Thanassis Cambanis on why the destruction of antiquities bothers us so much.
In just one week of massive historical vandalism, the Islamic State has produced a stark coda to a century that has transformed the Middle East from one of the world’s most diverse and cosmopolitan regions into a sterile, ethnically cleansed patchwork.
“It’s never about artifacts. It’s about people’s right to exist, their right to live in their homeland,” says Zainab Bahrani, a Columbia University archaeologist who has worked as an antiquities adviser for the Iraqi government. “You destroy people’s history by destroying their monuments and artifacts. It’s similar to having the Athenian acropolis destroyed, or thugs going to Versailles and blowing up the whole palace.”
Bahrani was one of the first to sound the alarm about the importance of cultural objects in 2003, when the Baghdad Museum was looted during the US invasion. At the time Istrabadi, the constitutional scholar and her cousin, recalls telling Bahrani that the overthrow of the tyrant Saddam Hussein was worth the loss of some prized objects.
Bahrani got angry: “This is our entire historical identity,” she told him.
Now, more than a decade later, both cousins have left Iraq. Their extended family exemplified a mid-20th century ideal of cosmopolitan, secular Sunnis who felt at home throughout the Arab world and beyond, choosing their friends without regard to religion or nationality.

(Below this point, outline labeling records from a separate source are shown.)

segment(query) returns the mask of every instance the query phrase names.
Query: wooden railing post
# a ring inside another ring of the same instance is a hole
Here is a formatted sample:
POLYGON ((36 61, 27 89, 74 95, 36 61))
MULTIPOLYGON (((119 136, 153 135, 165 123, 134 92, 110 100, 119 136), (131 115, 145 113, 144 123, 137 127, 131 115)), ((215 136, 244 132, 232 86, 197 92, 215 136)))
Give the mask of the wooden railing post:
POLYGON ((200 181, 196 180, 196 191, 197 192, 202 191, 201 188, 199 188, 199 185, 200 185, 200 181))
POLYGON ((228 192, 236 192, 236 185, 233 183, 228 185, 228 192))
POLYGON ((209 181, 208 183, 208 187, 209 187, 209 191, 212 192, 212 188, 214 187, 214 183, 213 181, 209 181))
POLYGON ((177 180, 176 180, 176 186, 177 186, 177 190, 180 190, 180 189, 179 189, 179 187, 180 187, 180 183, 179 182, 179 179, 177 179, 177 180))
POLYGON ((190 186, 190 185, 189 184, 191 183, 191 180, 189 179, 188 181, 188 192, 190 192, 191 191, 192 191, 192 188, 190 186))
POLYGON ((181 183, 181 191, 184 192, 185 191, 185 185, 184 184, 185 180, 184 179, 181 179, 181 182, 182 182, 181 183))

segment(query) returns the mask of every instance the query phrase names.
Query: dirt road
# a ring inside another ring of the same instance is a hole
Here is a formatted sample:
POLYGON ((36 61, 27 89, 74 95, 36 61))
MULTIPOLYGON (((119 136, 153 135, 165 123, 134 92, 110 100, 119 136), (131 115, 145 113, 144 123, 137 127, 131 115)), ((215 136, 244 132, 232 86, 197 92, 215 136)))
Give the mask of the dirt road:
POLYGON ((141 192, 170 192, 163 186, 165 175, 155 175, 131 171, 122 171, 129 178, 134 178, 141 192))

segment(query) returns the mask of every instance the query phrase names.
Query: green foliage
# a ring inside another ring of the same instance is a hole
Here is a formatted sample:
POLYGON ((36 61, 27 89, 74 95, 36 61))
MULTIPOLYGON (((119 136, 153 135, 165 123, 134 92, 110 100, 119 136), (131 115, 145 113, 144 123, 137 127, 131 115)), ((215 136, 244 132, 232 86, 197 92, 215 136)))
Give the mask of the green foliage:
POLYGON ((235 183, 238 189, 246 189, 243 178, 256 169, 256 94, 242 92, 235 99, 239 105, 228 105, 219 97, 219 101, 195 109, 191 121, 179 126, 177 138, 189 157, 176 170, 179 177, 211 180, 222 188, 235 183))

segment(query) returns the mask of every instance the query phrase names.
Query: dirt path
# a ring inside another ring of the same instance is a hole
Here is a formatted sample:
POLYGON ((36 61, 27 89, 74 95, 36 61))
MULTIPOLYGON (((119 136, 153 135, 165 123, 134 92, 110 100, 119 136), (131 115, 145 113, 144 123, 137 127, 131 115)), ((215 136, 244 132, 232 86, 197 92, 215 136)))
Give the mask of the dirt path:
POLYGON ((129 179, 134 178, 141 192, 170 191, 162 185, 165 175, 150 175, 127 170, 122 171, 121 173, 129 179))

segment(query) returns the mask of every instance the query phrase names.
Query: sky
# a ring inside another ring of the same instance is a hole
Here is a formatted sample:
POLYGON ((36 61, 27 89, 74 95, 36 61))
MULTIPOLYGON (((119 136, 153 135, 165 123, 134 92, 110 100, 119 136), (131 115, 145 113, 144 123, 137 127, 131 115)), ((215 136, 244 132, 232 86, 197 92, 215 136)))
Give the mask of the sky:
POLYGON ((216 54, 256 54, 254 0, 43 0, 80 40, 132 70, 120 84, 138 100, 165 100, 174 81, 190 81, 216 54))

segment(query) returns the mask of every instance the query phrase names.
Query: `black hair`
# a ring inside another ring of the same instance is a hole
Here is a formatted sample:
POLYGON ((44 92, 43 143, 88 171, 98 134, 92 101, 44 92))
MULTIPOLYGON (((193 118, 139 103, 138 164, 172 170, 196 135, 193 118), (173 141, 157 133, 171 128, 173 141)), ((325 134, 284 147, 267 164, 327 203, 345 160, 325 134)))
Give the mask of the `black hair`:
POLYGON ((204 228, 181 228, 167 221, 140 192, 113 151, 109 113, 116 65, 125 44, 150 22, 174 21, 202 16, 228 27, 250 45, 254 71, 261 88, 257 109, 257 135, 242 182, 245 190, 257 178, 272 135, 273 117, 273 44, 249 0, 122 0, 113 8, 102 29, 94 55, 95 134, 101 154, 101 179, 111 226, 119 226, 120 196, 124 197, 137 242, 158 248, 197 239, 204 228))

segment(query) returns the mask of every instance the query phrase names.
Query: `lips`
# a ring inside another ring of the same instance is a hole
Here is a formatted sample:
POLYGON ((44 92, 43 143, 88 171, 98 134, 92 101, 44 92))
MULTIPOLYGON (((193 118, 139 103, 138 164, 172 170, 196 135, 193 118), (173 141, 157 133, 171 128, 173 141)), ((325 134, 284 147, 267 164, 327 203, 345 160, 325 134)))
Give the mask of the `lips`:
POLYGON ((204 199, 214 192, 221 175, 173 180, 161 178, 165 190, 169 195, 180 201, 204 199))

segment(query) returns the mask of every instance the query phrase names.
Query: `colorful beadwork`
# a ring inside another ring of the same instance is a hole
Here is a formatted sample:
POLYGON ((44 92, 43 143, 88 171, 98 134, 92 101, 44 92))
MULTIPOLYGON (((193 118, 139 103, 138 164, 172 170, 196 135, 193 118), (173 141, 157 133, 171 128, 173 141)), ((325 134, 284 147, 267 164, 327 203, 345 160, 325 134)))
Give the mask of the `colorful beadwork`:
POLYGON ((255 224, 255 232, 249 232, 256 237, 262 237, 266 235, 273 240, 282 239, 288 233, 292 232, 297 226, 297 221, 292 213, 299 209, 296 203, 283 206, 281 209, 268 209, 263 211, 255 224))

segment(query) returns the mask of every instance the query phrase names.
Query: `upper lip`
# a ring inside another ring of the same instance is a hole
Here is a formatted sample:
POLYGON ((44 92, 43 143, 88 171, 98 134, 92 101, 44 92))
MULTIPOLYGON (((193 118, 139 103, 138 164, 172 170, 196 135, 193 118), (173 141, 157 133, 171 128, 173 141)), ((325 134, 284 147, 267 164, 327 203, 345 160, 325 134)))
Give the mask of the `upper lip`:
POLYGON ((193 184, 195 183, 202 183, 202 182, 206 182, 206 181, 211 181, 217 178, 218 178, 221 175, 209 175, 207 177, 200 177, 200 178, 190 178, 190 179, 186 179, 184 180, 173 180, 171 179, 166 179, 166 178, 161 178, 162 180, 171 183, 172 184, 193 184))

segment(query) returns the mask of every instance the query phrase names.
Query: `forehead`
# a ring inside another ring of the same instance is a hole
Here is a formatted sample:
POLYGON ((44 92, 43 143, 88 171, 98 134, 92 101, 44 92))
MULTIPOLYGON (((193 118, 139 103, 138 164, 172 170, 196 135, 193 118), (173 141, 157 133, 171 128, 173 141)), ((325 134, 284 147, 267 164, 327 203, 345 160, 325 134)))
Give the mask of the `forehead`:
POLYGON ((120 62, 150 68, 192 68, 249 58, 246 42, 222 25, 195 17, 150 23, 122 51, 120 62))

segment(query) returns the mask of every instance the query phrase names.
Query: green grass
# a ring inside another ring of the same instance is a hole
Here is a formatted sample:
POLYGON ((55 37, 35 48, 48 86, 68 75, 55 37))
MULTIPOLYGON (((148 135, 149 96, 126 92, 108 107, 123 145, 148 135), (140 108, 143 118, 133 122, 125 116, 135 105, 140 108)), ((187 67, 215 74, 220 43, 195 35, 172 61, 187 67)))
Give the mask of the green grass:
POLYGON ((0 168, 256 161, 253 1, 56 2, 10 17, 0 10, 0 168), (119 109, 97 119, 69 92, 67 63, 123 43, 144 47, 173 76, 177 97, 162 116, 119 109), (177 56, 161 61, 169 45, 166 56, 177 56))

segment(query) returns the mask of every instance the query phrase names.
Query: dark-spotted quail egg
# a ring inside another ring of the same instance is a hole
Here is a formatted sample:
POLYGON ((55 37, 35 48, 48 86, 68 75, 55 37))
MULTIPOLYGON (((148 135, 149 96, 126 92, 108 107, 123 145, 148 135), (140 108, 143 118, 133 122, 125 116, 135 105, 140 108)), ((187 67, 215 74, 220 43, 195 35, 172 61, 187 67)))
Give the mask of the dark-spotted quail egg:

Istrabadi has come around to his cousin’s way of seeing things.
Iraq, the place that gave the world written language and the first code of law, today plays host to its most savage nihilists — and as much as he would like to think otherwise, Istrabadi believes that there is some constituency for the Islamic State’s program of destruction and cultural erasure.
“For those of us who hold a belief in the ascent of man, it refutes the idea that we’re heading to a better level of humanity,” he said. “It’s just incredible to watch. I feel helpless. ”
The statues, for Istrabadi, were the final straw. For everything else, he said, you can fool yourself “we can have a better tomorrow, we can turn back the sectarian tide,” he said. “Someone destroys a 3,000-year-old statue with a sledgehammer, there’s no bringing that back. There’s no fooling yourself. It’s proof that these people are not a transient phenomenon. They will be defeated, but they will leave a residue behind.”